Level: Intern
Round: Full Journey · Type: Multiple Types · Difficulty: 4/10 · Duration: 180 min · Interviewer: Unfriendly
Topics: Machine Learning, NLP, Reinforcement Learning, Precision/Recall, ROC/AUC, Regularization, Classification Metrics, RAG System, Pseudo Code
Location: Seattle, WA, US
Interview date: 2026-01-15
Question: Initial 30-minute chat about my past projects and some details.
Question: An applied scientist questioned me on the technical details of past projects and the design of ablation studies.
Question: A senior architect asked about current NLP technologies like RL and agents, ML concepts such as precision/recall, ROC/AUC, L1/L2 regularization, classification metrics, and a simple coding question.
Question: A software engineer gave me a pseudo code question involving precision and recall for dog images from files returned by an API, along with follow-up questions about handling abnormal API responses and designing a RAG system.
I had a 30-minute chat where I discussed my past projects, and the recruiter asked a few clarifying questions.
An applied scientist asked very detailed technical questions about my previous projects, including the design of ablation studies.
A senior architect questioned me about current NLP technologies, such as RL and agents.
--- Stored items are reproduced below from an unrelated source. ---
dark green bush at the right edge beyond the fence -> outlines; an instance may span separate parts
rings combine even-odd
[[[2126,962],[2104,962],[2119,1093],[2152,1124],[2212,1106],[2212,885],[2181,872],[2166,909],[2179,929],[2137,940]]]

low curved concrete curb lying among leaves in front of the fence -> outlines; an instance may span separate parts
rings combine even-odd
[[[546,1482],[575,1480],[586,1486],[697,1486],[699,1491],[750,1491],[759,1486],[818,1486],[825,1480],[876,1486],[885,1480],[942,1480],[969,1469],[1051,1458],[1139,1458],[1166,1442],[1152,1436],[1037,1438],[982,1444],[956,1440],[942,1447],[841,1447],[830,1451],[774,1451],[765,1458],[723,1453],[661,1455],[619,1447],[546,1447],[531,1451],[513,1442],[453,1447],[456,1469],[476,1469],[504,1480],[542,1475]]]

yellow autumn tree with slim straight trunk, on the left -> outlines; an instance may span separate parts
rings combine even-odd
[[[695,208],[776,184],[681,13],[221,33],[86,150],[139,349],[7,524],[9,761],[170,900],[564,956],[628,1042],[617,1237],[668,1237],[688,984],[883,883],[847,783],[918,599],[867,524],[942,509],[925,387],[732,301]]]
I was also asked machine learning questions covering precision/recall, the purpose of ROC/AUC, the differences between L1 and L2 regularization and when to use each, and classification metrics. With about 10 minutes left, I received a coding question, which the interviewer said I didn't necessarily need to finish. It was relatively easy. The prompt was:
Input a list: [-1,-2, -4,-5,7,10]. Find the minimum difference between numbers and output the corresponding number pairs: [[-5,-4],[-2,-1]]
A software engineer asked me a coding question (but not an algorithm question):
Assume you have 10 files, and each file contains a picture of an animal. You can call an API to return k files. Write pseudo code to calculate the precision and recall of dog images in the returned results. Follow-up questions included: What if the API returns an abnormal result (e.g., returns None or does not return exactly k files)? How would you handle and calculate precision/recall in that case? I was also asked how to design a RAG system. Since I don't specialize in RAG, my answer was average; I combined it with agentic tool concepts.